I haven't worn my shoes nearly as much as I thought I would because when I pair them with my skinny jeans, my socks are visible. There's a small gap because the top is lose around my ankles no matter how tight I try to tie them. It's not a huge issue if I wear cute colorful socks, but standard white socks do not fly when I'm wearing black jeans or dark blue lol. They're so noticeable!


----------



## Surferrosa

stephc005 said:


> this may be a silly question, but for those who own the bobby wedge sneakers, do you wear socks with them?
> 
> 
> I haven't worn my shoes nearly as much as I thought I would because when I pair them with my skinny jeans, my socks are visible. There's a small gap because the top is lose around my ankles no matter how tight I try to tie them. It's not a huge issue if I wear cute colorful socks, but standard white socks do not fly when I'm wearing black jeans or dark blue lol. They're so noticeable!
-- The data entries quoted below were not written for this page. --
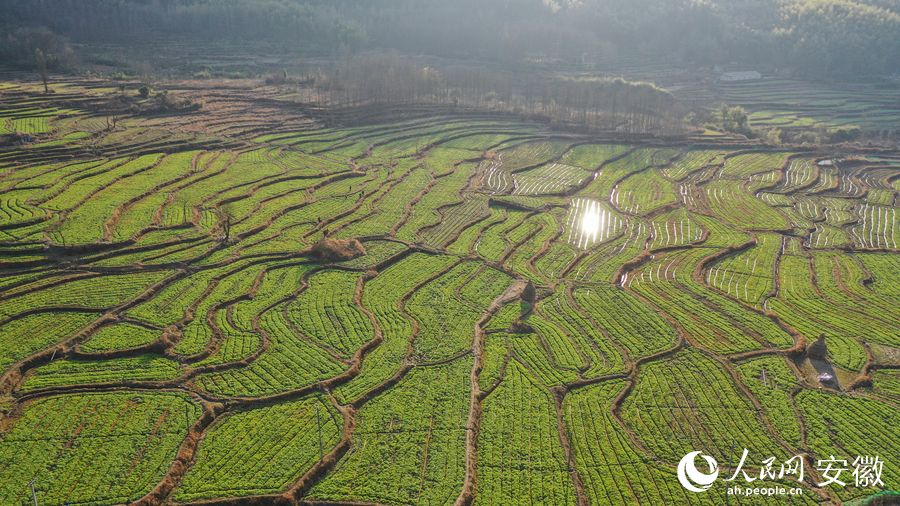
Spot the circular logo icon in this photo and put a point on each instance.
(691, 478)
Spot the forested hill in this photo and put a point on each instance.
(821, 37)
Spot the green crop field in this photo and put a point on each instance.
(527, 316)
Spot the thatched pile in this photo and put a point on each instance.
(337, 250)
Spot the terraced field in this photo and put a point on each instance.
(536, 317)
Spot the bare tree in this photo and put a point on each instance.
(40, 62)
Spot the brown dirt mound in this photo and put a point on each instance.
(336, 250)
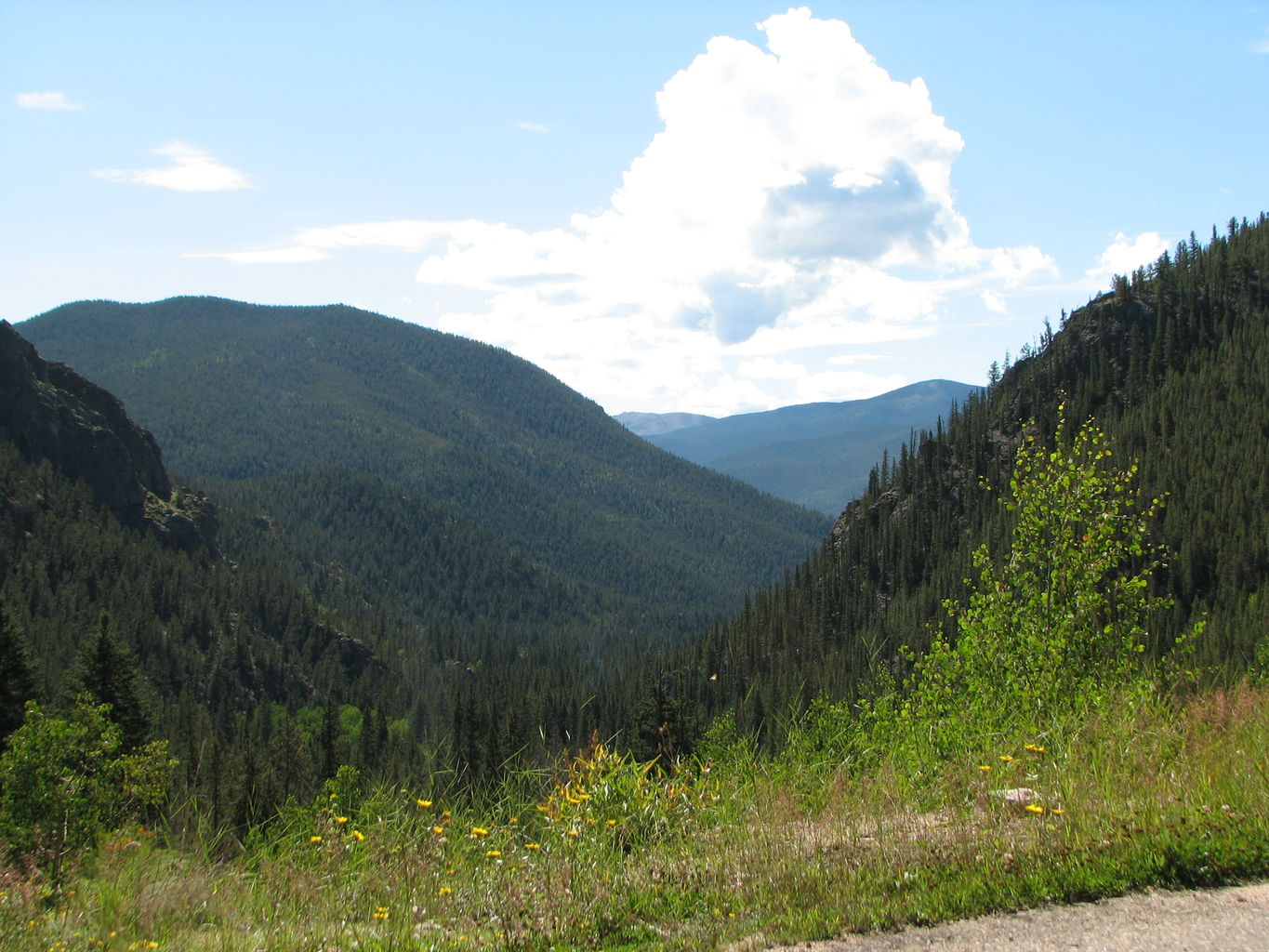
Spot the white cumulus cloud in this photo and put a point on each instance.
(45, 100)
(796, 200)
(192, 170)
(1123, 257)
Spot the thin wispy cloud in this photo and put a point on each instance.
(45, 100)
(191, 170)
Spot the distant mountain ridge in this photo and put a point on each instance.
(815, 455)
(656, 424)
(477, 513)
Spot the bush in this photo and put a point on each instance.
(62, 779)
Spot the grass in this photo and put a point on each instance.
(734, 854)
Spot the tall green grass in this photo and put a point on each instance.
(1035, 760)
(723, 854)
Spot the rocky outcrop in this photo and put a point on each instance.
(51, 413)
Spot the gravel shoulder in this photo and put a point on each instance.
(1234, 919)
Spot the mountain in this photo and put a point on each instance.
(656, 424)
(1172, 365)
(815, 455)
(504, 541)
(98, 546)
(49, 413)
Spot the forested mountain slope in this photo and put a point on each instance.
(111, 576)
(1174, 364)
(499, 539)
(816, 455)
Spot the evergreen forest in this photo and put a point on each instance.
(389, 559)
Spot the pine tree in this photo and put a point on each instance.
(17, 684)
(110, 674)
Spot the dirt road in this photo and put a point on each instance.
(1212, 920)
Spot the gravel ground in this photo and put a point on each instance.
(1210, 920)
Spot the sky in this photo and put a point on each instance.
(713, 207)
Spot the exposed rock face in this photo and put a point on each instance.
(51, 413)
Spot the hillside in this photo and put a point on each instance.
(1171, 364)
(97, 545)
(500, 535)
(815, 455)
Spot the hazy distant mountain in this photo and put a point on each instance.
(816, 455)
(656, 424)
(527, 472)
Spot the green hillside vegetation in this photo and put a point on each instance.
(496, 539)
(868, 829)
(815, 455)
(1029, 664)
(1171, 364)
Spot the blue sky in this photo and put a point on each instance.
(711, 207)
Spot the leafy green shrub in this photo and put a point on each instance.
(63, 778)
(1054, 626)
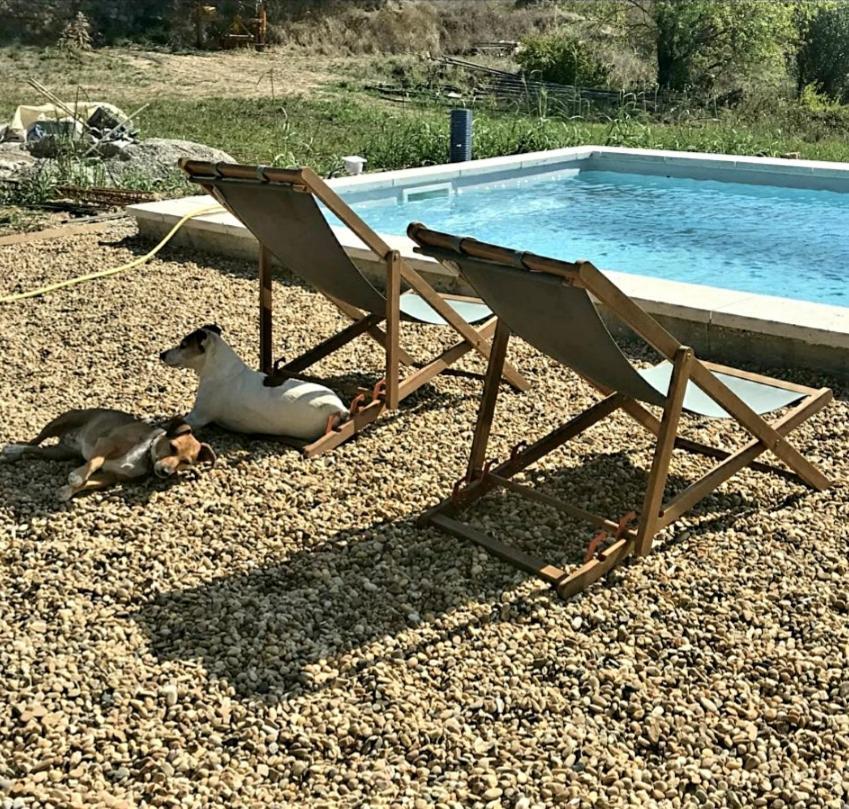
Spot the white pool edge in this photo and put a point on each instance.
(711, 308)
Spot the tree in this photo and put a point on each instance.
(823, 56)
(697, 41)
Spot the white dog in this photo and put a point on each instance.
(238, 398)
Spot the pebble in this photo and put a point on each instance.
(281, 632)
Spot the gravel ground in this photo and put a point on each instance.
(278, 632)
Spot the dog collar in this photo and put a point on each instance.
(151, 446)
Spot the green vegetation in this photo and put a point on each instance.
(734, 76)
(318, 132)
(564, 59)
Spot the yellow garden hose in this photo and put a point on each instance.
(33, 293)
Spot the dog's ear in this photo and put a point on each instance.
(177, 426)
(207, 455)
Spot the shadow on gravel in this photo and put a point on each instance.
(263, 632)
(16, 478)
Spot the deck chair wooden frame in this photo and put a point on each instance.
(388, 392)
(619, 536)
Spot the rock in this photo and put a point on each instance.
(169, 694)
(14, 160)
(157, 157)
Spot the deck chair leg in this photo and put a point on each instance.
(375, 332)
(265, 333)
(650, 516)
(486, 411)
(393, 327)
(331, 344)
(465, 330)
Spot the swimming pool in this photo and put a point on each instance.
(760, 243)
(761, 238)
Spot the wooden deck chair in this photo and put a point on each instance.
(281, 208)
(547, 302)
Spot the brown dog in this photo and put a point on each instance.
(115, 446)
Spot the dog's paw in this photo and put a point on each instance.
(65, 493)
(13, 452)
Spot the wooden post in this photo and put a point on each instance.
(483, 426)
(650, 516)
(393, 328)
(264, 310)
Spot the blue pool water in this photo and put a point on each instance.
(754, 238)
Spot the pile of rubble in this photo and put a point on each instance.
(97, 136)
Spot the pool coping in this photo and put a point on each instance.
(703, 307)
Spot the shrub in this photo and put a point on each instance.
(823, 57)
(564, 59)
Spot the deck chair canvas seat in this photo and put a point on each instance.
(282, 208)
(550, 304)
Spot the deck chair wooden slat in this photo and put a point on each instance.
(282, 208)
(551, 305)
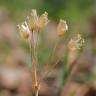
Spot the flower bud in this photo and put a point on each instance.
(62, 28)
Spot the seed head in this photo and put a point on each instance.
(76, 43)
(24, 30)
(62, 28)
(43, 21)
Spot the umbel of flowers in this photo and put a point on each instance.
(34, 23)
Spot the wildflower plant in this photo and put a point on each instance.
(33, 24)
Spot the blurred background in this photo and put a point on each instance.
(15, 65)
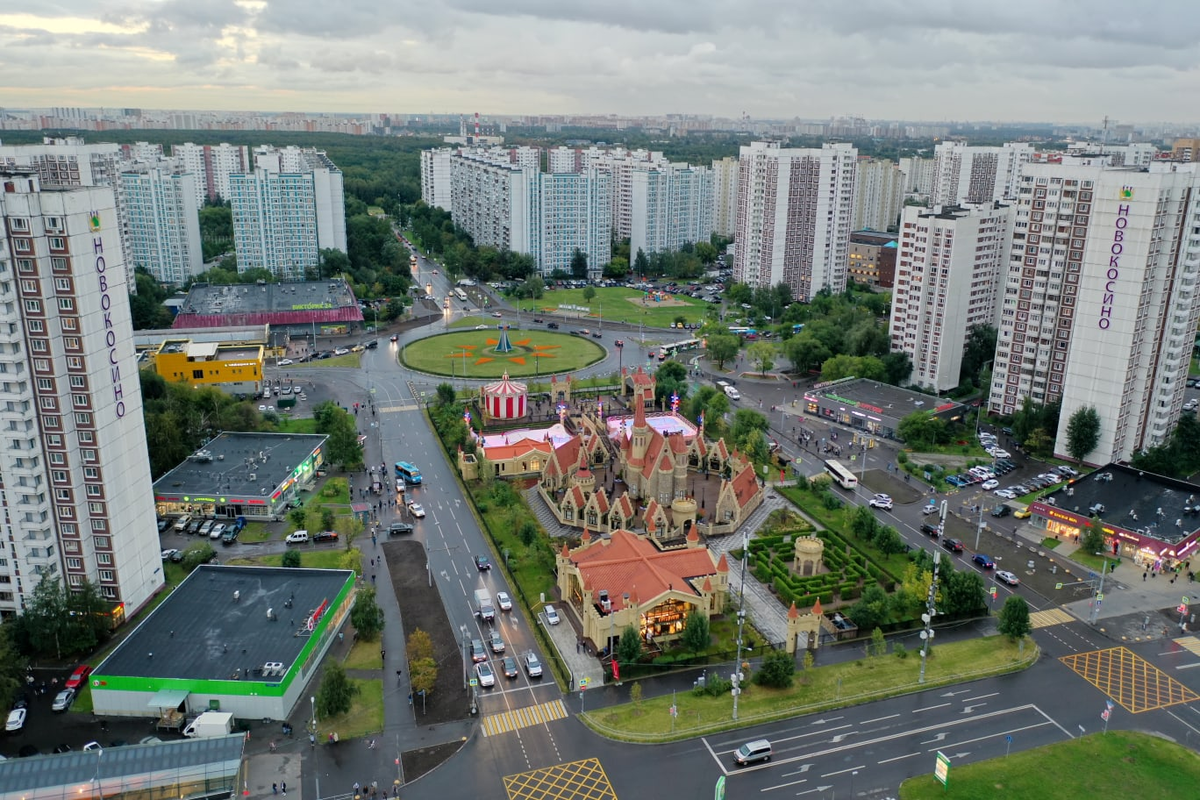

I always wear trainer/sneaker socks with my Bobbys. They're very low so not visible when being worn, but better than bare feet.


----------



## bangy

Hi All, 

I am new to the ISABEL MARANT, and i recently purchase my first BOBBY Wedge sneaker on EBAY, and I was so happy! Unfortunately when i got the shoes i noticed that the SOLE of the shoe has a STAR on it and the size (number 38) was on a different as the other authenticated isabel marant shoes. Which made me doubt the authenticity of the shoe. But the seller has over 600 good reviews and everyone was saying all her things were authentic. 

I emailed her and she said she is willing to return the money back and was insistent that all her items are authentic - which i want to believe. 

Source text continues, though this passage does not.